The urine samples of 15 patients (n = 6 women and n = 9 men) with biopsy‐proven FSGS were collected and subjected to nuclear magnetic resonance (NMR) analysis for metabolite profiling. Multivariate statistical analyses, including principal component analysis and orthogonal projection to latent structure discriminant analysis, were applied to construct a predictive model based on patients with proteinuria >3000 mg/day and <3000 mg/day. In addition, random forest was performed to predict differential metabolites, and pathway analysis was performed to find the defective pathways responsible for proteinuria.

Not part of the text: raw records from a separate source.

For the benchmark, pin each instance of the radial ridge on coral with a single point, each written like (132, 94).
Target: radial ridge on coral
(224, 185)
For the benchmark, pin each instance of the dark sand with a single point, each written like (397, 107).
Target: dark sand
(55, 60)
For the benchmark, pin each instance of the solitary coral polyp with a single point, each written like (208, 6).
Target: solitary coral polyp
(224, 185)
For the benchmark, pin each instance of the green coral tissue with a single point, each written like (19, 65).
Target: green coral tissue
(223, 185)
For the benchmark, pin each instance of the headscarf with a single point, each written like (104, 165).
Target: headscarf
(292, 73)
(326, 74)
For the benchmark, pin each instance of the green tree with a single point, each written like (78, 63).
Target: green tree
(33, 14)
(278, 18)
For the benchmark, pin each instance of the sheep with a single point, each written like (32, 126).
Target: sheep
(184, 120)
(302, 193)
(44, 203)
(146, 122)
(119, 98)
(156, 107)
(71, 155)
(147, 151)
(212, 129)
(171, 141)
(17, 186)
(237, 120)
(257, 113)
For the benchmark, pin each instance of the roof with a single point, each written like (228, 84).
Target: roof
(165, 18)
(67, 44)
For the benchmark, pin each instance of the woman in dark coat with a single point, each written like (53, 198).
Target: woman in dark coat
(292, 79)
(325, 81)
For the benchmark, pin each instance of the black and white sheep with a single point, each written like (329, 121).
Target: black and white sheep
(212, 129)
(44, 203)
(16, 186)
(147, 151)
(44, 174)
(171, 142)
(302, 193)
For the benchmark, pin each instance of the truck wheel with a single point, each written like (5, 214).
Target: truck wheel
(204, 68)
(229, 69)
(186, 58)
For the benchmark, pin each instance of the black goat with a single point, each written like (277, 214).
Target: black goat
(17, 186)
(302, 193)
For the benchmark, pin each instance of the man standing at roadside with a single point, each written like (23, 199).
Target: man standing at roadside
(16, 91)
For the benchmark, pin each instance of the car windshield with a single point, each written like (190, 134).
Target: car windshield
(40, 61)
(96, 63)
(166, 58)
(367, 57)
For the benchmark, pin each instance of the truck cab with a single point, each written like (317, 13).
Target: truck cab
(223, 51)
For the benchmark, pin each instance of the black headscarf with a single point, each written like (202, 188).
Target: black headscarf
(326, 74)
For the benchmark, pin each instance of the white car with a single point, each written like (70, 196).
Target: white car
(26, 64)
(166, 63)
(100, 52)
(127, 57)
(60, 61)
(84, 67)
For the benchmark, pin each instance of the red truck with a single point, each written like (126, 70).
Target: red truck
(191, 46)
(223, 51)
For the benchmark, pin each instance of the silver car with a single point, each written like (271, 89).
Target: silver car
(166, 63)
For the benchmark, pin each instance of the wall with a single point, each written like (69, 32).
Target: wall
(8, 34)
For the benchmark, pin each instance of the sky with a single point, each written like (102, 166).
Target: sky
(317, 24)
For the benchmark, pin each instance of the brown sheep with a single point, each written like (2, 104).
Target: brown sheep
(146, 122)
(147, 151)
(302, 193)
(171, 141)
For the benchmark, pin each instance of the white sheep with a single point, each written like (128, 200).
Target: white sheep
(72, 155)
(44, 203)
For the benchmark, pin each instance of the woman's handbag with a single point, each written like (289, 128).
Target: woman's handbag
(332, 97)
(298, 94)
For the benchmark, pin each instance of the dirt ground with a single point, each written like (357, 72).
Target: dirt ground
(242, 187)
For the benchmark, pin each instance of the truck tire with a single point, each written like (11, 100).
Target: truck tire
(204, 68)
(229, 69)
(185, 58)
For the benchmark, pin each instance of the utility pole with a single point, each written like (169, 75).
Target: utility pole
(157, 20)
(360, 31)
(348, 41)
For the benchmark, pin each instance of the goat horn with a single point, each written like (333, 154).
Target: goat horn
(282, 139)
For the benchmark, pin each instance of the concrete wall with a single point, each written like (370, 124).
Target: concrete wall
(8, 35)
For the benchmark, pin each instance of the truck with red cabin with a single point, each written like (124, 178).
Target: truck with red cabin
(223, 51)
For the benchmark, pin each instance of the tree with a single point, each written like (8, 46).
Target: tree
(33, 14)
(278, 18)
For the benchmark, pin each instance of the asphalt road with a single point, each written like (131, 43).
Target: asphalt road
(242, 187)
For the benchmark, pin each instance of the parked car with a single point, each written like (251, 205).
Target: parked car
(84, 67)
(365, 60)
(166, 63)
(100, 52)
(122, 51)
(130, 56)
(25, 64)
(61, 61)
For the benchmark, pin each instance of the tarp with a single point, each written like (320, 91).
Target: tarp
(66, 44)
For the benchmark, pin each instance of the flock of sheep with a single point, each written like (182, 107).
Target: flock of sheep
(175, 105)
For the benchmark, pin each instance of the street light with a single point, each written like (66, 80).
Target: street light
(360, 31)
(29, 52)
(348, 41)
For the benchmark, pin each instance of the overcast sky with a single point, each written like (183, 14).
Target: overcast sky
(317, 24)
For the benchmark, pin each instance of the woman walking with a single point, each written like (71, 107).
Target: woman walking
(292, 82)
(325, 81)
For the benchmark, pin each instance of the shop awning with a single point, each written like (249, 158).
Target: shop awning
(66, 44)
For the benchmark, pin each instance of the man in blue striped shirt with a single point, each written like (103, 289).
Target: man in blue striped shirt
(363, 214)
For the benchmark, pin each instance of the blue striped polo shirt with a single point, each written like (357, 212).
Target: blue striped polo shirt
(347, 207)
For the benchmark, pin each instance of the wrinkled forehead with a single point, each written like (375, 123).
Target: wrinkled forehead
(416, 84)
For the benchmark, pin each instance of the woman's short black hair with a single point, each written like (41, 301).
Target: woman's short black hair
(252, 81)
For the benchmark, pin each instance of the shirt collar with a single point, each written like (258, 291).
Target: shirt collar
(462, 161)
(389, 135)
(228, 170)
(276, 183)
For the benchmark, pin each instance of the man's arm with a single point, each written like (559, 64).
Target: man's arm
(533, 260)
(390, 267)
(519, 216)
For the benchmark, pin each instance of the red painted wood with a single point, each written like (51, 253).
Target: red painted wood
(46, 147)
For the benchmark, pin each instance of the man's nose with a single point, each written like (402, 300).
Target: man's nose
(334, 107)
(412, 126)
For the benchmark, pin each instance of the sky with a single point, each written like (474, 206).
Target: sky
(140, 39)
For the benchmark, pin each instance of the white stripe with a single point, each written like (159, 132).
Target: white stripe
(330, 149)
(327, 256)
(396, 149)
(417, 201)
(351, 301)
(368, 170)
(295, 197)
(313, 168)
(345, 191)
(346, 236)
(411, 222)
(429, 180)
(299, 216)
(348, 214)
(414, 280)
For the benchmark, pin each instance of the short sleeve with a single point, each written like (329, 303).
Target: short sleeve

Ten metabolites, significant in both statistical methods (orthogonal projection to latent structure discriminant analysis and random forest), were considered as prognostic biomarkers for FSGS: citrulline, dimethylamine, proline, acetoacetate, alpha‐ketoisovaleric acid, valine, isobutyrate, D‐Palmitylcarnitine, histidine, and N‐methylnicotinamide. Pathway analysis revealed impairment of the branched‐chain amino acid degradation pathways in patients with massive proteinuria.
This study shows that metabolomics can reveal the molecular changes corresponding with disease progression in patients with FSGS and provide a new insight for pathogenic pathways. Copyright © 2016 John Wiley & Sons, Ltd.
Nuclear magnetic resonance is a versatile technique for identification urine metabolite biomarker in kidney disease. We showed that citrulline and dimethylamine were the most significant changed excreted metabolites in patients with focal segmental glomerulosclerosis. Furthermore, excretion level of N‐methylnicotinamide decreased in patients with massive proteinuria. Branched‐chain amino acid degradation pathway is significantly impaired in patients with worse prognosis.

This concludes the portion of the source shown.